Sous la plume de Jeanne

Sous la plume de Jeanne

Bienvenue en Absurdie

Il m’arrive souvent de parler à mon chat. Ce qui me rassure, c’est que je suis loin d’être la seule. Pour le moins que cela puisse être rassurant. Si Big Brother avait écho de ce qui se roucoule derrière le feutré de ma porte lorsque je taille la bavette avec mon félin, pour sûr, la mise sous tutelle me guetterait. Pas qu’un peu. Quant à mon chat, il deviendrait célèbre, aurait sa page Facebook, pour être l’unique félin à être doué de langage humain. L’unique ? Voyons, voyons…Souviens-toi du chat du Cheshire dans Alice au pays des merveilles avec ses grands yeux qui te faisaient peur et ses conversations philosophiques. Prosopopée que tout cela. Proso… ? Je vous explique. Lorsque l’on fait parler un animal, un objet, une abstraction, nous utilisons, une figure de style appelée "prosopopée".

 

En ces temps compliqués (merci le virus chinois ! Comme dit mon ami Donald T Clin d'œil) nos habitudes ont été bouleversées. Nos cerveaux, après avoir chauffé sévère, se sont mis en mode contraint d’adaptation. Plus ou moins, selon les natures de chacun. Me concernant, les répercussions ont eu un effet assez perturbant sur ce qui me sert justement de cerveau.

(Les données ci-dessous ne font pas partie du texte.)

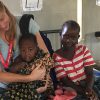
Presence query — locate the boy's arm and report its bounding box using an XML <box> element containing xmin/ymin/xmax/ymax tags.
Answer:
<box><xmin>60</xmin><ymin>76</ymin><xmax>84</xmax><ymax>94</ymax></box>
<box><xmin>85</xmin><ymin>65</ymin><xmax>95</xmax><ymax>89</ymax></box>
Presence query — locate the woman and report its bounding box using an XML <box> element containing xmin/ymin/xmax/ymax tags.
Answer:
<box><xmin>0</xmin><ymin>1</ymin><xmax>45</xmax><ymax>94</ymax></box>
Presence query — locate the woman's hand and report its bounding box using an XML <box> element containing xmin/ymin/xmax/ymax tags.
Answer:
<box><xmin>36</xmin><ymin>86</ymin><xmax>47</xmax><ymax>93</ymax></box>
<box><xmin>86</xmin><ymin>88</ymin><xmax>99</xmax><ymax>100</ymax></box>
<box><xmin>29</xmin><ymin>65</ymin><xmax>46</xmax><ymax>81</ymax></box>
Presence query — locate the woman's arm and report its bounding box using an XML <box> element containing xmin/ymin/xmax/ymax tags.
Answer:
<box><xmin>85</xmin><ymin>66</ymin><xmax>94</xmax><ymax>88</ymax></box>
<box><xmin>29</xmin><ymin>18</ymin><xmax>48</xmax><ymax>52</ymax></box>
<box><xmin>0</xmin><ymin>67</ymin><xmax>45</xmax><ymax>83</ymax></box>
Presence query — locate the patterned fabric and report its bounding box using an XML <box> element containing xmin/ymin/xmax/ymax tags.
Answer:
<box><xmin>53</xmin><ymin>44</ymin><xmax>95</xmax><ymax>82</ymax></box>
<box><xmin>0</xmin><ymin>50</ymin><xmax>53</xmax><ymax>100</ymax></box>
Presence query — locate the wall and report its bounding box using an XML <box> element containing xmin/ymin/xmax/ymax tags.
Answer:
<box><xmin>1</xmin><ymin>0</ymin><xmax>77</xmax><ymax>50</ymax></box>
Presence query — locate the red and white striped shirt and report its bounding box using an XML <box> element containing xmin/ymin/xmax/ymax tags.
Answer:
<box><xmin>53</xmin><ymin>44</ymin><xmax>95</xmax><ymax>82</ymax></box>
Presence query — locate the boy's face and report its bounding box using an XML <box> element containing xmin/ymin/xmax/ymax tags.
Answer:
<box><xmin>20</xmin><ymin>40</ymin><xmax>37</xmax><ymax>62</ymax></box>
<box><xmin>61</xmin><ymin>26</ymin><xmax>79</xmax><ymax>49</ymax></box>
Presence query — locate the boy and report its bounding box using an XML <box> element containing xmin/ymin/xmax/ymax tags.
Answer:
<box><xmin>1</xmin><ymin>33</ymin><xmax>53</xmax><ymax>100</ymax></box>
<box><xmin>53</xmin><ymin>20</ymin><xmax>96</xmax><ymax>100</ymax></box>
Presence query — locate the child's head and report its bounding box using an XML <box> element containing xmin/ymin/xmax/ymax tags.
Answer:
<box><xmin>61</xmin><ymin>20</ymin><xmax>80</xmax><ymax>48</ymax></box>
<box><xmin>19</xmin><ymin>33</ymin><xmax>37</xmax><ymax>62</ymax></box>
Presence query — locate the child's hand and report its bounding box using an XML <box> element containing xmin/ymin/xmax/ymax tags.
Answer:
<box><xmin>36</xmin><ymin>86</ymin><xmax>47</xmax><ymax>93</ymax></box>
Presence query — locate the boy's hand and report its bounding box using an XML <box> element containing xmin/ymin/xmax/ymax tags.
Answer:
<box><xmin>36</xmin><ymin>86</ymin><xmax>47</xmax><ymax>93</ymax></box>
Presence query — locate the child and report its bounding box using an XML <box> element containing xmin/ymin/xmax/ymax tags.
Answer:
<box><xmin>53</xmin><ymin>20</ymin><xmax>97</xmax><ymax>100</ymax></box>
<box><xmin>1</xmin><ymin>33</ymin><xmax>53</xmax><ymax>100</ymax></box>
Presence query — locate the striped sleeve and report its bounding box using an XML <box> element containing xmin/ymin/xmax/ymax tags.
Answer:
<box><xmin>83</xmin><ymin>46</ymin><xmax>95</xmax><ymax>66</ymax></box>
<box><xmin>53</xmin><ymin>55</ymin><xmax>66</xmax><ymax>79</ymax></box>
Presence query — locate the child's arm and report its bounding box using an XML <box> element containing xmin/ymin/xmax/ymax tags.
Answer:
<box><xmin>85</xmin><ymin>66</ymin><xmax>94</xmax><ymax>89</ymax></box>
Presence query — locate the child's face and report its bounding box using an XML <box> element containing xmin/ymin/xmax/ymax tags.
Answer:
<box><xmin>61</xmin><ymin>26</ymin><xmax>79</xmax><ymax>49</ymax></box>
<box><xmin>20</xmin><ymin>40</ymin><xmax>37</xmax><ymax>62</ymax></box>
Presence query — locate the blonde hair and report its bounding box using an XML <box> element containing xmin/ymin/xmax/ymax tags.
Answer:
<box><xmin>0</xmin><ymin>1</ymin><xmax>16</xmax><ymax>41</ymax></box>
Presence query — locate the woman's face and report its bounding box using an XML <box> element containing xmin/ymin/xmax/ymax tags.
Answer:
<box><xmin>0</xmin><ymin>11</ymin><xmax>10</xmax><ymax>32</ymax></box>
<box><xmin>61</xmin><ymin>27</ymin><xmax>79</xmax><ymax>49</ymax></box>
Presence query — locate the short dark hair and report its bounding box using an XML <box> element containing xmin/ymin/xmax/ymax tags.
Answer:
<box><xmin>60</xmin><ymin>20</ymin><xmax>80</xmax><ymax>35</ymax></box>
<box><xmin>18</xmin><ymin>33</ymin><xmax>38</xmax><ymax>48</ymax></box>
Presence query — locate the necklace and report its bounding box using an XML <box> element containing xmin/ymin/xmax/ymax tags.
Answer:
<box><xmin>0</xmin><ymin>41</ymin><xmax>13</xmax><ymax>68</ymax></box>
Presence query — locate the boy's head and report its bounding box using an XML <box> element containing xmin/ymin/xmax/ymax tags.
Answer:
<box><xmin>19</xmin><ymin>33</ymin><xmax>38</xmax><ymax>62</ymax></box>
<box><xmin>61</xmin><ymin>20</ymin><xmax>80</xmax><ymax>48</ymax></box>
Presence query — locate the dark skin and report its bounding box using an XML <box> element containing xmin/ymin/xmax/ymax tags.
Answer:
<box><xmin>56</xmin><ymin>30</ymin><xmax>94</xmax><ymax>94</ymax></box>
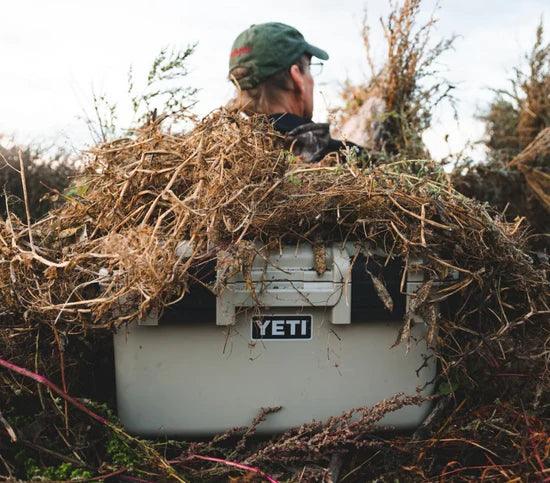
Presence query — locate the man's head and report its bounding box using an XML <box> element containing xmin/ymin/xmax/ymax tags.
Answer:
<box><xmin>229</xmin><ymin>22</ymin><xmax>328</xmax><ymax>118</ymax></box>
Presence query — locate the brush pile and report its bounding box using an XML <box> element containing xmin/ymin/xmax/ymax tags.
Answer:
<box><xmin>334</xmin><ymin>0</ymin><xmax>455</xmax><ymax>162</ymax></box>
<box><xmin>0</xmin><ymin>110</ymin><xmax>549</xmax><ymax>481</ymax></box>
<box><xmin>452</xmin><ymin>22</ymin><xmax>550</xmax><ymax>244</ymax></box>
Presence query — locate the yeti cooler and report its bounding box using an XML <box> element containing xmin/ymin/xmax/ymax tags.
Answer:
<box><xmin>114</xmin><ymin>244</ymin><xmax>436</xmax><ymax>436</ymax></box>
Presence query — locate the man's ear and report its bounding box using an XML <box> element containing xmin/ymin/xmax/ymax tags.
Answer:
<box><xmin>289</xmin><ymin>64</ymin><xmax>306</xmax><ymax>96</ymax></box>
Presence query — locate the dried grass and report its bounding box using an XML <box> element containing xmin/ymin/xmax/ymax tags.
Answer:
<box><xmin>0</xmin><ymin>110</ymin><xmax>549</xmax><ymax>479</ymax></box>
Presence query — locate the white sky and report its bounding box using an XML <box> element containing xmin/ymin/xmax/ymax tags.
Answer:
<box><xmin>0</xmin><ymin>0</ymin><xmax>550</xmax><ymax>162</ymax></box>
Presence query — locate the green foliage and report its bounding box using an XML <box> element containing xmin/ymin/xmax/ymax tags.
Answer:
<box><xmin>106</xmin><ymin>434</ymin><xmax>142</xmax><ymax>469</ymax></box>
<box><xmin>24</xmin><ymin>458</ymin><xmax>93</xmax><ymax>481</ymax></box>
<box><xmin>133</xmin><ymin>44</ymin><xmax>197</xmax><ymax>123</ymax></box>
<box><xmin>84</xmin><ymin>44</ymin><xmax>197</xmax><ymax>144</ymax></box>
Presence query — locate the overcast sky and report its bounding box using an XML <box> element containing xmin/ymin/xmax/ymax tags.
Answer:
<box><xmin>0</xmin><ymin>0</ymin><xmax>550</xmax><ymax>161</ymax></box>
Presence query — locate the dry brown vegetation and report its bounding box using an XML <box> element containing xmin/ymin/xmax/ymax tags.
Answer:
<box><xmin>0</xmin><ymin>111</ymin><xmax>548</xmax><ymax>480</ymax></box>
<box><xmin>336</xmin><ymin>0</ymin><xmax>454</xmax><ymax>159</ymax></box>
<box><xmin>453</xmin><ymin>22</ymin><xmax>550</xmax><ymax>240</ymax></box>
<box><xmin>0</xmin><ymin>0</ymin><xmax>550</xmax><ymax>481</ymax></box>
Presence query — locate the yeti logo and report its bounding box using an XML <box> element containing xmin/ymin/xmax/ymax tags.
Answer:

Je vous raconte. Ce matin-là, je me levais l’œil hagard, passablement endormie. Alors que j’entrais dans la cuisine, j’entendis derrière  moi, une voix me dire :

 

- Salut Jeanne, bien dormi ? Il est l’heure de t’en payer une bonne tranche !

 

Je me retournais. Personne.

 

- Dis-donc, le grille-pain, on t’a sonné ?

- Oh, le pain complet ! Ce n’est pas parce que Monsieur n’a pas subi de raffinage qu’il faut la ramener.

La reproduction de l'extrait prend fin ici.